Com o auxílio de uma datação via radiocarbono, os pesquisadores da Universidade Flinders puderam analisar como os primitivos se comportavam diante de fenômenos naturais

Wallacy Ferrari Publicado em 15/07/2020, às 09h00

Um dos pontos onde a presença de aborígenes foi notada
Um dos pontos onde a presença de aborígenes foi notada - Universidade Flinders

Uma equipe de arqueólogos da Universidade Flinders realizou uma análise de datação em um dos locais indígenas mais antigos do maior sistema fluvial da Austrália, localizado na planície de inundação do rio Pike. Com o auxílio de escaneamentos por radiocarbono, foi possível estudar as conchas de mexilhões em rios no local montanhoso, de acordo com o estudo publicado na Australian Archaeology que foi replicado pelo Phys.org.

O resultado da análise conseguiu relacionar a ocupação de aborígenes na região com a mudança da paisagem fluvial, com alterações não-naturais feitas pelos habitantes.
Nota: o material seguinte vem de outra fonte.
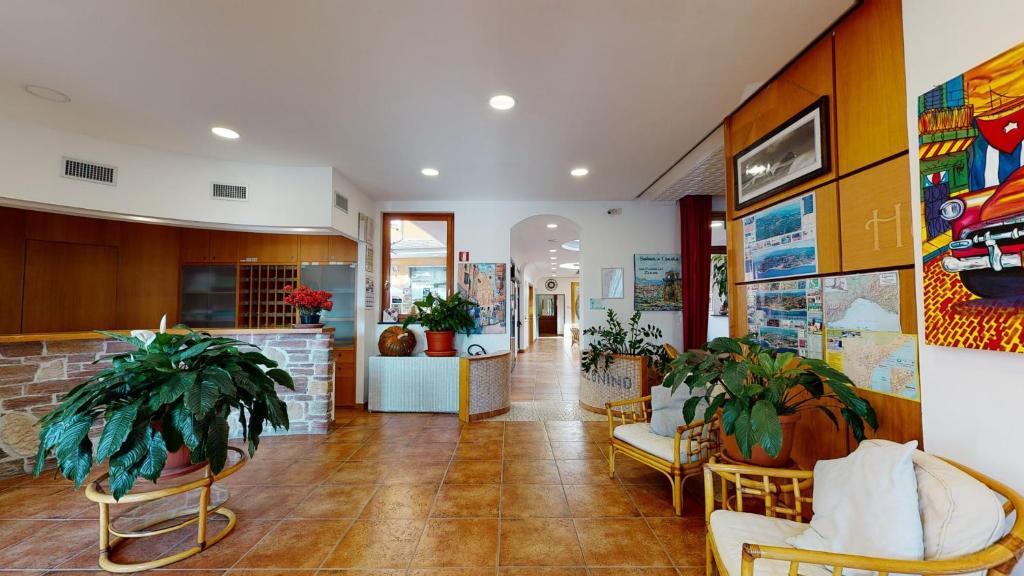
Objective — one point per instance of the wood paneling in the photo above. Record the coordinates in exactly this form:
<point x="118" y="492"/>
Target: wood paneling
<point x="313" y="248"/>
<point x="801" y="84"/>
<point x="343" y="249"/>
<point x="69" y="287"/>
<point x="870" y="88"/>
<point x="269" y="248"/>
<point x="77" y="230"/>
<point x="147" y="275"/>
<point x="11" y="269"/>
<point x="876" y="216"/>
<point x="223" y="246"/>
<point x="344" y="377"/>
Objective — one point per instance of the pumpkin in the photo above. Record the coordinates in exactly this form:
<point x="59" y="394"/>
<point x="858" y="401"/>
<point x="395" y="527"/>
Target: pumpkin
<point x="396" y="341"/>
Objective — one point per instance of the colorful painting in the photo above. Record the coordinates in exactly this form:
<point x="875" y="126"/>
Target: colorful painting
<point x="657" y="283"/>
<point x="780" y="241"/>
<point x="971" y="129"/>
<point x="786" y="315"/>
<point x="484" y="284"/>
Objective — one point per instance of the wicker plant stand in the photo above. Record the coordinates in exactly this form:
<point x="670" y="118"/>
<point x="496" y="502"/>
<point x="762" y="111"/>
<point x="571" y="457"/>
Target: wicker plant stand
<point x="171" y="507"/>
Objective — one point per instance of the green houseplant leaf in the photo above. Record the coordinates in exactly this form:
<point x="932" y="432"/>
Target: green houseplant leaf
<point x="173" y="391"/>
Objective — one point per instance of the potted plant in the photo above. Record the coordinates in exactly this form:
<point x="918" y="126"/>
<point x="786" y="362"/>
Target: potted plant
<point x="761" y="393"/>
<point x="615" y="339"/>
<point x="310" y="302"/>
<point x="164" y="407"/>
<point x="441" y="319"/>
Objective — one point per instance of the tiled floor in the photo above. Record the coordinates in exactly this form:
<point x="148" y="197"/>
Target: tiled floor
<point x="409" y="494"/>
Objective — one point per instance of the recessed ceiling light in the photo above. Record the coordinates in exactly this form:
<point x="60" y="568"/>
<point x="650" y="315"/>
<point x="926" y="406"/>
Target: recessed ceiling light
<point x="502" y="101"/>
<point x="47" y="93"/>
<point x="225" y="133"/>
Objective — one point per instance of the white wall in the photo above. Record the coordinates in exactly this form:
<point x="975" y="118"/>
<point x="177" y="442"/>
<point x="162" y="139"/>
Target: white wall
<point x="971" y="400"/>
<point x="159" y="184"/>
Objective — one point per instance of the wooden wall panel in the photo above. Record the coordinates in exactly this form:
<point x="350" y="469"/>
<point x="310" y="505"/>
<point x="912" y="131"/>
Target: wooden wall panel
<point x="69" y="287"/>
<point x="876" y="216"/>
<point x="77" y="230"/>
<point x="804" y="82"/>
<point x="870" y="87"/>
<point x="11" y="269"/>
<point x="148" y="282"/>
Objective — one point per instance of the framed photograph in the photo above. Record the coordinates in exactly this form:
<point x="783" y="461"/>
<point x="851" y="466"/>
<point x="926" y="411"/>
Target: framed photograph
<point x="611" y="283"/>
<point x="794" y="153"/>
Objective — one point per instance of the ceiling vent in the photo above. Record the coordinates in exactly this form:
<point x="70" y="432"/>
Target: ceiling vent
<point x="90" y="171"/>
<point x="340" y="202"/>
<point x="229" y="192"/>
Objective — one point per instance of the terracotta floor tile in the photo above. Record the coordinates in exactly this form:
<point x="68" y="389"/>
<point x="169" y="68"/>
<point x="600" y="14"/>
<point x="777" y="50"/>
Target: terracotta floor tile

As mudanças revelam que o local já recebia aborígenes a pelo menos 22 mil anos, incluindo passagens durante o Último Máximo Glacial (conhecido como a última Era Glacial).

Um dos pontos onde a presença de aborígenes foi notada / Crédito: Universidade Flinders

 

As alterações promovidas pelos aborígenes são relacionadas com a movimentação dos sistemas de rios e lagos da bacia, podendo revelar passagens em relação aos impactos ecológicos do país, desde períodos de secas, enchentes e acúmulos de sal — fenômeno que ocorre com frequência no vale da Bacia Murray-Darling.

A professora e co-autora do estudo, Amy Roberts, explica que a descoberta joga luz na história, possibilitando novas resoluções em relação a presença dos aborígenes na região: "Esta nova pesquisa, publicada na Australian Archaeology, preenche uma lacuna geográfica significativa em nossa compreensão das cronologias de ocupação aborígine para a bacia Murray-Darling".